Ветер бросил в лицо Толстого горсть жёстких капель. Пётр Андреевич медленно выпростал из широкого рукава шубы руку, отёр лицо, да, тут же и забыв об ожегшем кожу злом порыве, взял пальцами за подбородок, крепко сжал челюсть. Задумался и понял — в голосе Петра был страх. «Во как, — удивился, — бывает, и цари боятся?» И ему самому стало страшно. Солдатская дудка свистела, надрывая душу, гремел барабан. Сомкнутые ряды полуроты, разбрызгивая ошметья грязи и снега, шли то вдоль двора, то, разворачиваясь, шагали поперёк, наступая, отступая от царёва крыльца и вновь подходя вплотную к ступеням. И всё орал, вспоминая нерусского бога, офицер.
Остро скрипнув полозьями саней по проглядывающей из луж брусчатке, подкатил кожаный возок Петра Андреевича.
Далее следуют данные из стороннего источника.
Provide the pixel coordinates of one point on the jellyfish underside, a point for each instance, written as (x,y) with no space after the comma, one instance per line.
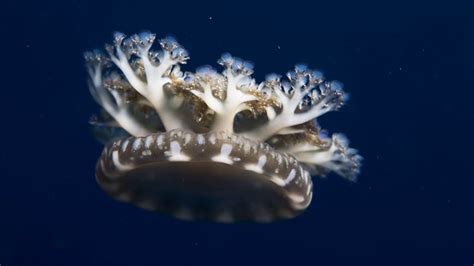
(211,145)
(204,176)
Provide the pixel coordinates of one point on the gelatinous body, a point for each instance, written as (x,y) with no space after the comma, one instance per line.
(208,145)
Весна была поздняя, и возок не переставили на колеса. С облучка на барина глянул бородатый кучер Филимон.
Пётр Андреевич не тронулся с места.
Кучер недоумённо сморгнул, потянул носом сырое, утёрся рукавом армяка — уразуметь не мог, отчего барин торчит на крыльце пугалом. А солдаты били, били каблуками. Над Преображенским несло низкие тучи, мотались по ветру вершины деревьев тесно обступавшего старый дворец в глухом бору. Сидя на верхней перекладине резных, обитых медными, прозеленевшими полосами ворот, надсаживалось в крике воронье. За годы привыкли длинноклювые к пронзительной дудке, барабанному бою, солдатам и — чёрт им не брат — никого не боялись. Круглили нахальные глаза: эге, мол, ребята, весна придёт, и уж мы попрыгаем, попляшем, будут забавы и игрища. До людских тягот и забот дела им не было. Они своё знали. Да что с воронья спросишь? Им — воронье, людям — людское.
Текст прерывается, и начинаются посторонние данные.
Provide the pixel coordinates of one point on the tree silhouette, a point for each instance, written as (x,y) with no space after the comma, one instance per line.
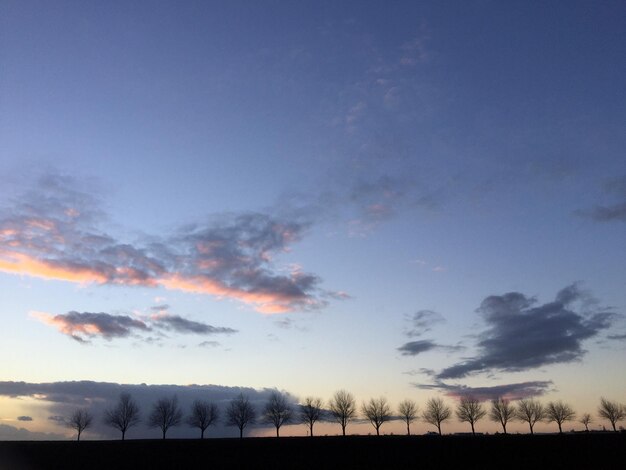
(408,411)
(502,411)
(277,411)
(586,419)
(377,411)
(530,411)
(436,412)
(240,413)
(203,414)
(165,414)
(559,412)
(470,410)
(612,411)
(124,415)
(343,408)
(311,411)
(80,420)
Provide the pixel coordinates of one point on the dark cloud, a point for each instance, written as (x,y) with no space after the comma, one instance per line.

Филимон в другой раз глянул на барина и, озаботившись лицом, полез задом с облучка. При Петре Андреевиче состоял с детства и смел был не по-мужичьи. Спрыгнул в грязь, подтянул кушак и пошёл вверх по ступеням царёва крыльца, оставляя за собой мокрые следы. Стал перед барином столбом. Пётр Андреевич увидел его.
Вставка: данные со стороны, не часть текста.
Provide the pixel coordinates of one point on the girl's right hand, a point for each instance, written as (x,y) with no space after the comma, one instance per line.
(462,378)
— Что? — спросил, словно проснувшись. — Ты почему здесь?
— Домой надо, барин, — сказал Филимон, для убедительности подшмыгивая носом, — домой…
Пётр Андреевич, тут только оглядев дворцовый двор, увидел марширующую полуроту, воронье на воротах и, будто его в затылок толкнули, зашагал по ступеням.
Опасливо косясь на усы орущего на солдат офицера, Филимон объехал стороной полуроту и погнал коней в ворота. Задок возка подкидывало, водило из стороны в сторону. По весеннему бездорожью не езда была, а беда: того и гляди — не то возок попортишь, не то коней изломаешь.
— Но-но, милые! — крикнул Филимон, взмахнул кнутом, бодря не столько коней, сколько себя.
Пётр Андреевич откинулся на сиденье, по ноздри укутался в шубу, руки засунул в рукава. Зябко ему стало, неуютно. Нос только и выглядывал из рыжего меха из-под низко надвинутой шапки; нос костистый, с горбинкой упрямой, тот нос, глядя на который непременно скажешь: «Эге-ге… А хозяин-то твой не прост. Ох, не прост».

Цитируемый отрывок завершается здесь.